Rearview Fridays: rug hooking

On Fridays I dig up an old project, craft or choreography or costume, and feature it here. However I am not the star of today’s Rearview Friday. My Nana is. But my humble contribution is pictured, circa 1989. Hers is just a “hare” younger than I am because she made it for my toddler self. Read on …

I love rug hooking. And I don’t mean that awful, fluffy polyester latch hooking stuff from the 80s, though that has it’s place I’m sure, I mean traditional hooked rugs. Practical art made from wool on a burlap backing. My grandmother spent her retired years rug hooking and I knew implicitly that she loved it. As I write this post I realize I have no idea how she found rug hooking [note to self: check with auntie about that]. She and her group of “hooker” friends (my 6 year old self did not get the joke) made the most lovely, textured pieces. I think they even had lacquered, handmade wood name badges that said “happy hookers” on them. I remember watching her cut wool on her cutting tool, dust motes swirling, she leaning back and looking down her nose through bifocals then leaning back into her work. And I would hang about near her work table fingering the stripes of dyed wool, loving the texture, the variation in the dye and contrast in colours.

My Nana taught me how to hook rugs when I was a tween. She was both smart and kind enough to have me work on coloured burlap so that I didn’t have to fill in the background. The hoop still has my name written on it in her handwriting.

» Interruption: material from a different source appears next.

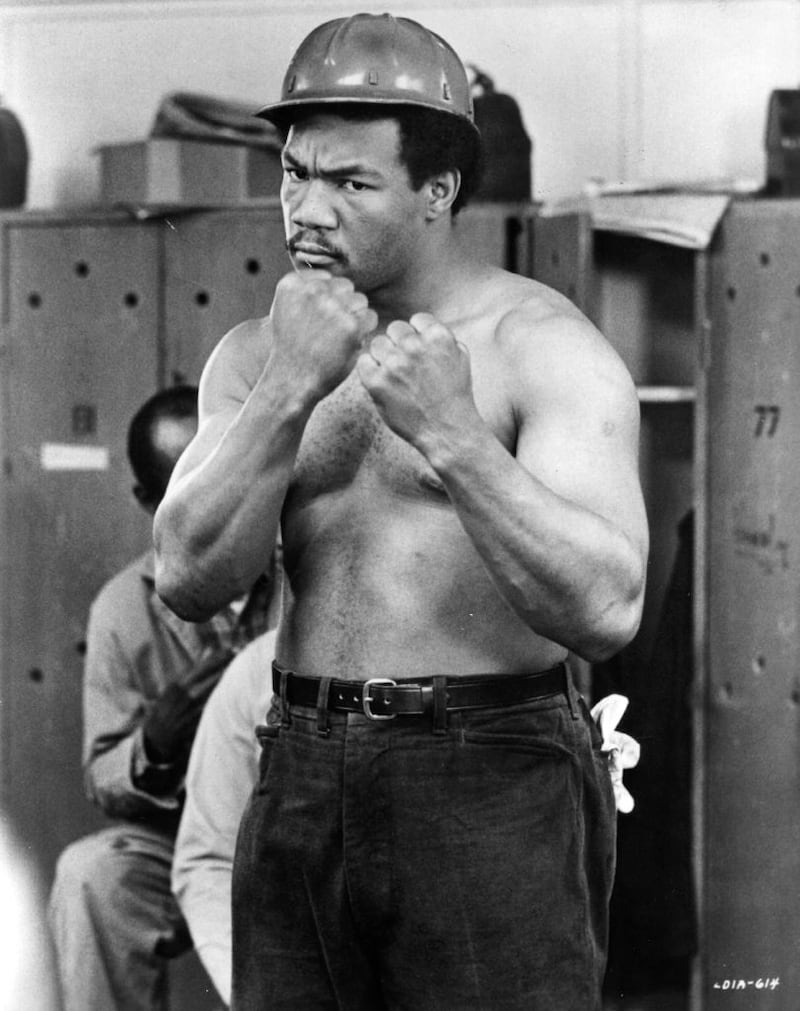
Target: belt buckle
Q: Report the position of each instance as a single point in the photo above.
(366, 700)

Thinking about Nana and her rugs has me waxing nostalgic. I feel a deep yearning for her and Edmonton, my home city of big sky and crisp cold. Thinking about this post also made me curious, prompted me to look for Ontario hookers — and it seems there’s a lot of action up North (that sounds so wrong, I’ll give you a moment to collect yourself, but I really am taking burlap and wool here ladies and gents) and I am sure that at some point, even if it takes me umpteen years, I’ll find my way into this art. It’s a meeting of painting and craft. I won’t be able to resist. But for now I should really stay on sewing and parenting task, plenty at hand. So many things to do with my hands and so little time.

My Nana bunnies:

I am so happy that I carry a piece by Nan. She made this one as a chair back cushion and my tiny self did sit against this lovely rug on my tiny rocking chair. As you can see, she wielded wool like paint. She also used a very fine grade or cut of wool that yielded finely detailed rugs. Her initials sit in the bottom right, RK, Ruth Kendal. My father’s mother. For her I am thankful in ways impossible to articulate in words, but I know her art and vivaciousness permeate my life and work inextricably. Happy, inspired Friday folks!